Doris and Ivy in the Home: A laugher-filled premiere

Ivy (Terri Cherniack), Doris (Debbie Collins) and Arthur (Daniel Michael Karpenchuk), share a bottle and a laugh on the back patio of Paradise Village, the retirement home setting for the new Norm Foster comedy currently on stage at Upper Canada Playhouse.

MORRISBURG – Paradise Village. An upscale retirement home, complete with all the classic amenities. Also a spot for upscale seniors to age gracefully while elegantly dining, engaging in polite social discourse, and enjoying genteel parlour games and gatherings….

That is until the arrival of Doris Mooney, who makes it her mission to pitch out every pre-conceived notion of just what “senior living” ought to be. Especially for her fellow residents Ivy Hoffbauer and Arthur Beech. Doris is only getting started when she announces on games day: “So what’s on the agenda? Bridge night? Canasta night? Pin the catheter on Murray night?”

Norm Foster’s new play, ‘Doris and Ivy in the Home,’ made its world premiere at Upper Canada Playhouse on Friday, June 3, to the applause of a delighted audience. Directed by Jesse Collins, with Debbie Collins as Doris, Terri Cherniack as Ivy Hoffbauer and Daniel Michael Karpenchuk as Arthur Beech, this play is classic Foster. He writes characters that people ‘recognize’, who speak the way genuine people speak. Doris, Ivy and Arthur face some of the problems that real people must face as they age, and in Foster’s play, they do so with wit and heart.

Doris was a prison guard for her entire career, a woman making it in a man’s world, whose language runs more to “people can be awful buggers” than delicate “pooh poohs.” She can be brash and bold, and doesn’t have time for toning things down. A widow, and childless, she has chosen a life pretty much alone. “I love men. Just not 24/7. Having them around all the time is like a Jacob Marley chain.” Perhaps because she senses that she is now living “in a geriatric purgatory,” Doris is eager to become a catalyst for change.

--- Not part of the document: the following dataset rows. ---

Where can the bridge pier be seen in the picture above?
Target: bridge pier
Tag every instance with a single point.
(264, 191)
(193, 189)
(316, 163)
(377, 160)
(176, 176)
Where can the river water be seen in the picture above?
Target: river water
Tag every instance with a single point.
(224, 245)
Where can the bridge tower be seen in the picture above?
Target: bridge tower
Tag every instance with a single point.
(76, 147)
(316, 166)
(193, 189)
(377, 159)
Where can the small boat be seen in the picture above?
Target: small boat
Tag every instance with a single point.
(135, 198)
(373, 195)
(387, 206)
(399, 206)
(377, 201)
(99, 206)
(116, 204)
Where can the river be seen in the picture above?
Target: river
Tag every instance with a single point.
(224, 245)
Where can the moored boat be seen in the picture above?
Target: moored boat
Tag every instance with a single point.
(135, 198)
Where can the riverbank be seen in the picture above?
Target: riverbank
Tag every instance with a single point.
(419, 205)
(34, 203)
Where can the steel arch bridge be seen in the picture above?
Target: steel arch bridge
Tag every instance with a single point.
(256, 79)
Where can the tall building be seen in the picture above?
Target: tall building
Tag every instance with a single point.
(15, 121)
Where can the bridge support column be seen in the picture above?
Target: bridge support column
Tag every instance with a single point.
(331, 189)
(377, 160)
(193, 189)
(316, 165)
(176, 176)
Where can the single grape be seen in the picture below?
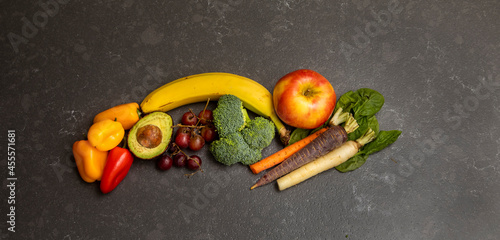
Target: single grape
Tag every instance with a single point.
(206, 116)
(180, 160)
(182, 137)
(208, 132)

Ivy Hoffbauer is an Austrian ski champion, who has already been at Paradise Village for a few years. Her abrupt move to Canada may have been occasioned, however, by a widely televised disastrous “incident” on her final championship run 50 years ago. To Ivy’s embarrassment, “Hoffbauering” has since become a sports term that means messing up completely. Hoffbauering might indeed explain why she has had three husbands: “One cheated. One was a drunk. One a con man.” She has made a habit of distancing herself from commitments. Yet, in the end, she is perceptive and understanding, seeing past Doris’ “rough edges” to the lonely woman beneath who needs a real, true friend.

Arthur Beecher is a man of letters, an academic PhD who chose a life of books and language early on, and “got used to the beatings” from more sports minded lads. He loves words. Poetry is his bulwark against the problems and challenges of life – he can drop a limerick at the drop of a hat. He was happily married once, but she died. Now in his own way, he is ardently wooing Ivy – who chooses to be unaware. As a blunt Doris explains to him, “you need to do things! Deeds not words!” to get to ‘first base.’ Arthur: “I’m not familiar with North American sporting terms.” Doris: “Well, where are you from?” Arthur: “Moose Jaw.” Yet Arthur still believes in the magic that is love.

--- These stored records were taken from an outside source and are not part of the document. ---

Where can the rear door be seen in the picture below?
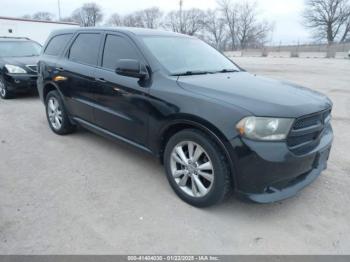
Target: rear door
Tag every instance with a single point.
(121, 103)
(79, 67)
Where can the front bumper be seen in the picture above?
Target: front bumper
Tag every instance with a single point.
(268, 171)
(20, 82)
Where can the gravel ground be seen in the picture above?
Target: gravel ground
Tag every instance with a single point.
(82, 194)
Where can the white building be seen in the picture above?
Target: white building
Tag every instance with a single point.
(33, 29)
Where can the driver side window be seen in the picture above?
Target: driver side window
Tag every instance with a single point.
(116, 48)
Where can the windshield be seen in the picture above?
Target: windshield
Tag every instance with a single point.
(181, 55)
(19, 48)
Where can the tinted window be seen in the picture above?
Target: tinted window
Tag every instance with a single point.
(85, 49)
(57, 44)
(117, 48)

There are huge laughs in this show. The actors are splendid. Ivy and Doris are witty, sharp people in Norm Foster’s hands. Through these two unlikely friends, the challenges of retirement living take a comic hit, from al fresco dining, to yoga, to the ardent goings on between two “ambidextrous” fellow seniors in a flowery field just off the patio. (Ivy and Doris use binoculars.)

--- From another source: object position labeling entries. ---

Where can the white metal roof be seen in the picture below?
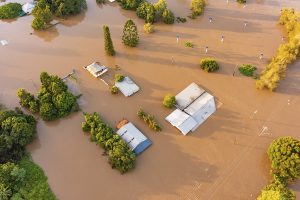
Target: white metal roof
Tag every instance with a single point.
(188, 95)
(127, 86)
(96, 69)
(131, 135)
(184, 122)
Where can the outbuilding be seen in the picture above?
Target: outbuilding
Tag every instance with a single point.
(136, 140)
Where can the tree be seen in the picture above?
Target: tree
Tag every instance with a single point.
(197, 7)
(169, 101)
(209, 64)
(130, 34)
(108, 45)
(168, 17)
(284, 154)
(10, 10)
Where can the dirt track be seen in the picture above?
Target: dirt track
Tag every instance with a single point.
(224, 159)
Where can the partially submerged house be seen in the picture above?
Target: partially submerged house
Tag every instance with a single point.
(127, 86)
(96, 69)
(136, 140)
(194, 106)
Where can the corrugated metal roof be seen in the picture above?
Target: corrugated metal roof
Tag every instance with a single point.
(127, 86)
(188, 95)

However, this is also a play with intriguing, thoughtful depths.

Perhaps no one but Norm Foster could tackle issues – loneliness, illness, the chances, and the roads not taken – in a comedy, issues, which, by their very nature are often dark themes. Yet in ‘Doris and Ivy in the Home,’ he lets us see that laughter with good friends may in the end be the best way to cope with life’s uncertainties, no matter what your age.

There really is a ‘joie de vivre’ about this latest Norm Foster play. The Friday night audience grinned, laughed, applauded. It was a pleasure to spend time with Doris and Ivy and Arthur on the back patio of Paradise Village. After all, these three share a philosophy we can all understand: “Sometimes a person just wants to be held. They just want to feel at peace in somebody’s arms.”

‘Doris and Ivy in the Home’ runs at Upper Canada Playhouse until June 26.